The USG Open Source Center translates some of the transcript below.
“Iran TV Says BBC, CNN Complicit in ‘Falsity’ of US Footage
Vision of the Islamic Republic of Iran Network 1
Thursday, January 10, 2008
Document Type: OSC Translated Text
The navy of the Islamic Revolution Guards Corps aired a clip of the Hormuz Strait incident, which proves the falsity of the claims by American officials. In pictures aired today, the Iranian vessel only asks a few questions from the American one. The American vessel responds to the questions by Iran and this is a routine matter in the activities of the patrol units in maritime territory.

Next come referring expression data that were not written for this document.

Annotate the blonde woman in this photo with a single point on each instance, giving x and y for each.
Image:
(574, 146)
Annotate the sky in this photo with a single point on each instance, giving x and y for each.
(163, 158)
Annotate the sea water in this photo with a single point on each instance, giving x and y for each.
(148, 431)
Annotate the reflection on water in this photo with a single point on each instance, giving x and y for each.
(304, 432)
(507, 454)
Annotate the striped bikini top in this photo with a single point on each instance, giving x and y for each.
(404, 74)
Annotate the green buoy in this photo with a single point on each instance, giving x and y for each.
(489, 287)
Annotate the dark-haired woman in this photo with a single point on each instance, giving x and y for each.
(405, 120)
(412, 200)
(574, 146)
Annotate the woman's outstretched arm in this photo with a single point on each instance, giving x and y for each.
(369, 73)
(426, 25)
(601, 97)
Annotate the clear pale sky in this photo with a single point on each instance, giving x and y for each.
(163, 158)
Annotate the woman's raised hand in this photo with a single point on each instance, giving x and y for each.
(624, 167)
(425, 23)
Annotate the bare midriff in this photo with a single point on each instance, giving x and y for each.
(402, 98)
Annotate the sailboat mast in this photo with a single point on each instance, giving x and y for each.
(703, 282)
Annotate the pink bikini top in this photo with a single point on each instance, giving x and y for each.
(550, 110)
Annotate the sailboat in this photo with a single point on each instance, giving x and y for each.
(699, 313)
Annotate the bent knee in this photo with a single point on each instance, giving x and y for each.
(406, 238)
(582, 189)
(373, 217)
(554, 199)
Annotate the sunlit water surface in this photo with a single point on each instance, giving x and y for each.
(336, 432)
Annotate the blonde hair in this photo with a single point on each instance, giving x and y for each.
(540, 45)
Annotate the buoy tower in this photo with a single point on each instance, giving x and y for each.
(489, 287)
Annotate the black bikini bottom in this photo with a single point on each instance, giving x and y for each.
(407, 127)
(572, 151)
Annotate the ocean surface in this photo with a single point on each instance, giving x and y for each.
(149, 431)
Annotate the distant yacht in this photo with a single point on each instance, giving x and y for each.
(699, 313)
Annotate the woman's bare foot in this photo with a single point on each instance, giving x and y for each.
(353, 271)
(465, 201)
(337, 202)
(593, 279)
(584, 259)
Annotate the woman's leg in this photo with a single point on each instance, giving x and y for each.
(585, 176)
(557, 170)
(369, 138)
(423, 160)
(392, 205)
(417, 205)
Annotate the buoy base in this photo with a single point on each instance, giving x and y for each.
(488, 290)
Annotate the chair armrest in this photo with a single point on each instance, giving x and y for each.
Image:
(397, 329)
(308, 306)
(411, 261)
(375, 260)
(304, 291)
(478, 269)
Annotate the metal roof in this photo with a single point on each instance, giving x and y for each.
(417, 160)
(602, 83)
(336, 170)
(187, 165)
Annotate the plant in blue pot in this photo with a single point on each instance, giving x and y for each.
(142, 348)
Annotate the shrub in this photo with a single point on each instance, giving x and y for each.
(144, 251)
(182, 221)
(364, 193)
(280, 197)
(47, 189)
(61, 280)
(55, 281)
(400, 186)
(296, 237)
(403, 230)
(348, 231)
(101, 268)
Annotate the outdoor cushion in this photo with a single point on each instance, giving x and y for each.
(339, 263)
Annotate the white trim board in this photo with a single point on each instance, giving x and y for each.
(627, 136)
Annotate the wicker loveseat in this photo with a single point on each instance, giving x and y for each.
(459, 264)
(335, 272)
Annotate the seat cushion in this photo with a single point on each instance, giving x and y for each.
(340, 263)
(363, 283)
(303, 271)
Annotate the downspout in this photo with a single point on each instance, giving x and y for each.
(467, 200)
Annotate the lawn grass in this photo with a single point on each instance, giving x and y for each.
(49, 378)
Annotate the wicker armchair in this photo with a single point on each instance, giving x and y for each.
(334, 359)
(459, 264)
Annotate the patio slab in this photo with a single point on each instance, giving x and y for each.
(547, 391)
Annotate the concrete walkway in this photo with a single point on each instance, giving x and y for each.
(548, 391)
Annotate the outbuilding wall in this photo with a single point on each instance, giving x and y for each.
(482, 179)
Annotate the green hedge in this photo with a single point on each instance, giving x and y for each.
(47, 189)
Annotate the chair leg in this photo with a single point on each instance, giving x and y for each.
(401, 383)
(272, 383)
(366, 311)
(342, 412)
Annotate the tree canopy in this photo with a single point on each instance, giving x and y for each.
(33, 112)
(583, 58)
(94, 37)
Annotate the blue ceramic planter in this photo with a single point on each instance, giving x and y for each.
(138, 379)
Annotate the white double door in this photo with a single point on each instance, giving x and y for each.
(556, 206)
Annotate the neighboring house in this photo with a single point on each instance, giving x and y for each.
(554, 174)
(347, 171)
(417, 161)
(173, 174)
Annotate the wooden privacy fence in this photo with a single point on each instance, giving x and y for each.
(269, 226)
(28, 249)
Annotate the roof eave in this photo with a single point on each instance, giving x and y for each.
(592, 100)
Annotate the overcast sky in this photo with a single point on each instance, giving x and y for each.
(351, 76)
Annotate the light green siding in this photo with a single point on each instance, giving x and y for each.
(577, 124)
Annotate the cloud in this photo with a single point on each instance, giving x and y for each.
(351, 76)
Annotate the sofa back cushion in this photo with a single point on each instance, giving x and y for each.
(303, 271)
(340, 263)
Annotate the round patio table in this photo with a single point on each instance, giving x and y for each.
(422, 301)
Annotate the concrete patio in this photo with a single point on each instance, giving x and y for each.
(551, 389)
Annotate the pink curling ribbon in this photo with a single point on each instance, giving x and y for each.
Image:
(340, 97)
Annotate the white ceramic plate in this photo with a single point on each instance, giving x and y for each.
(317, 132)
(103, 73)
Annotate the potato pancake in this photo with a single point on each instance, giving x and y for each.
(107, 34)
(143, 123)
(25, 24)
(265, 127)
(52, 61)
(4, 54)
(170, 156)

(Iranian patrol in English) Coalition warship seven, three. This is Iranian navy patrol boat Tatone – 16. Navy warship, navy warship seven, three. This is Iranian navy patrol boat Tatone – 16. Come in, over.
(US navy officer over radio, in English) This is Coalition Warship seven three. Roger, over.
(IRGC officer, English) Coalition warship seven three. This is Iranian navy patrol boat Tantoma – 16. Over.
(Presenter) CNN had aired a clip in which the Iranians had surrounded the American vessel threatening that in a few minutes time you will explode. The CNN and BBC networks aired Iranian footage today but without the sound.
The Iranian deputy admiral of the Islamic Revolution Guards Corps said that the claims of the American officials on threats against the American warships are totally false, because in the main reel the military number of the Iranian person (on his uniform) speaking is shown quite clearly.
Admiral Fadavi added that the conversation between Iranian vessels and other passing vessels is perfectly normal, which happens over and over again.
(Iranian TV aired parts of the video with Farsi caption on English conversations)
(Description of Source: Tehran Vision of the Islamic Republic of Iran Network 1 in Persian — state-run television). “
The Iranian press is suspicious about the timing of the Pentagon videotape, noting that it was released just as Bush was heading to the Middle East to try to convince the Arab allies of the US to make common cause with Israel against Iran. The Gulf monarchies in particular are very afraid of the Iranian navy, and the Bush administration video would have been useful for pushing the Kuwaitis, the United Arab Emirates, and Saudi Arabia into agreeing with the Bush grand strategy of surrounding Iran and then cutting it off.